I don't think that is extreme. As I said, I commuted that much for 4 years, and my dad spent most of his career with a 2h+ commute just for work, never mind all the other driving entailed in suburban life. Americans drive a lot.

Comment author: FrameBenignly 01 August 2015 08:20:33PM 2 points [-]

No, $2 million is median household lifetime earnings if they work for a typical 40 years which is way below the $40 million he's estimating.

Also, you just named two examples of outliers and suggested they were representative of your entire experience. Just glancing at estimates, most are between 10000 and 15000 miles per year as typical for Americans. Europeans are probably lower.

Also, Nick overestimated average driving speed which means he's even further overestimating the cost of not wearing a helmet. I calced it at around $50 per year; $.20 per hour.

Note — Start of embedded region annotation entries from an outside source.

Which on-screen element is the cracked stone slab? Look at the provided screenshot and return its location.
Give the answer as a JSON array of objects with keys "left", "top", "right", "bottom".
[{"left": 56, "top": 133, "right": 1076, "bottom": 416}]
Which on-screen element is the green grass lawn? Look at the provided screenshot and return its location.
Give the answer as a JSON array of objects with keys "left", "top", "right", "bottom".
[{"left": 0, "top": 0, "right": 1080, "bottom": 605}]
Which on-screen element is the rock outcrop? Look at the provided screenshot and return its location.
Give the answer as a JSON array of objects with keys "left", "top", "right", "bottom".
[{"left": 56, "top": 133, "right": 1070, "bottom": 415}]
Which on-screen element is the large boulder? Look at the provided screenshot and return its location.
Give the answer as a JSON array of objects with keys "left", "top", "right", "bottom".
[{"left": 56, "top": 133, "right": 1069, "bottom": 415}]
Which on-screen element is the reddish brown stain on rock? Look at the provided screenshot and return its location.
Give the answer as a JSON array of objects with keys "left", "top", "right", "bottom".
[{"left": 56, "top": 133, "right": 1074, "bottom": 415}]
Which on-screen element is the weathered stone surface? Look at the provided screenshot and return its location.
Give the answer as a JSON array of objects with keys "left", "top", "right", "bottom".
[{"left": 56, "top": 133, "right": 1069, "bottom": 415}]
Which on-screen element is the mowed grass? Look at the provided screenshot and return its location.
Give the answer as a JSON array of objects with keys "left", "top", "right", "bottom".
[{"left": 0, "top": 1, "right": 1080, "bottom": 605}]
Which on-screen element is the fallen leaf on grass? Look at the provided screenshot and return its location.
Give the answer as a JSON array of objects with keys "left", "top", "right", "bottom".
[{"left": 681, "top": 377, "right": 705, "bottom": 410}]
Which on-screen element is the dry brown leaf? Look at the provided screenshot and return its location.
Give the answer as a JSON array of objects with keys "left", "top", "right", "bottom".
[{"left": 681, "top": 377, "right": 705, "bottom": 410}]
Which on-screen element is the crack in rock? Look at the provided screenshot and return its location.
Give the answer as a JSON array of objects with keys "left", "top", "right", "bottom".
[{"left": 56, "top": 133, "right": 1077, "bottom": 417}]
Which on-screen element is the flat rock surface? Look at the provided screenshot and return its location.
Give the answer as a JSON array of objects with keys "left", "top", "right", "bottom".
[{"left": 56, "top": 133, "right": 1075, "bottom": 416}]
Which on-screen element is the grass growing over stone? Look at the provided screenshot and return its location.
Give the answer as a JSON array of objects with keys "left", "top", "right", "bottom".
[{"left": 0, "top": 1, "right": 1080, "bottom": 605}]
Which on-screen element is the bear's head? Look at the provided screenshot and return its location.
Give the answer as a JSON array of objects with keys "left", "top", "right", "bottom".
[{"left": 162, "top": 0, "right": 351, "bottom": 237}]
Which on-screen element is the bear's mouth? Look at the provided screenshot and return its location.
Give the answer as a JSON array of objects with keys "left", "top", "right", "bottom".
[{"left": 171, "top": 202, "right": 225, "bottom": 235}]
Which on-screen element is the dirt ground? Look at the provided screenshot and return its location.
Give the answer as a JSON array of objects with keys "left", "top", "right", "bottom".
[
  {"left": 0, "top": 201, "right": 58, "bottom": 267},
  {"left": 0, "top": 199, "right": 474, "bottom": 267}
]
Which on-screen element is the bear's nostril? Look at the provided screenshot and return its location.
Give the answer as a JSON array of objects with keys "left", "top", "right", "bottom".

Comment author: jkaufman 07 August 2015 07:09:35PM *  2 points [-]

3 x 365 x 60 = 32,850 miles per year.

Why are you assuming an average speed of 60mph? Most people's commutes have a lot more traffic than that.

Also, 336560 is 65,700 not 32,850.

The average person spends something like 1hr/day in a car, and travels an average of 13476 miles/year which gives us more like 36 mph.

Comment author: FrameBenignly 07 August 2015 07:56:03PM *  0 points [-]

The original estimate which gwern based his analysis on used a speed of about 60 mph, which is necessary to use when reversing the calculation back into miles. I would agree average speeds are probably lower.

Edit: I just noticed my calculation was wrong. I'm not sure where I got 32850 from. It's more like 60 something thousand. Whoops.

Comment author: jkaufman 09 August 2015 02:18:29PM 0 points [-]

Sorry, I'm not seeing where gwern uses 60mph?

Comment author: FrameBenignly 09 August 2015 04:00:47PM *  0 points [-]

He's making a calculation using hours based on an analysis originally written in micromorts per mile. He has to convert from miles to hours to do that. He uses the estimate you gave him which assumed 57.5 mph to be exact to make that conversion. I used 60 as a rough approximation. To calculate the miles he's using for his analysis, I have to use the same estimate. It's an unstated assumption gwern makes to get to $50k in a lifetime. A lower average speed would make Nick's argument stronger and gwern's cost estimate lower.

Comment author: ChristianKl 03 August 2015 08:58:01AM 0 points [-]

You care for more than just mircomorts. You also care for not getting brain damage.

Comment author: gjm 03 August 2015 12:36:33PM 1 point [-]

You can measure that in micromorts too, via QALYs.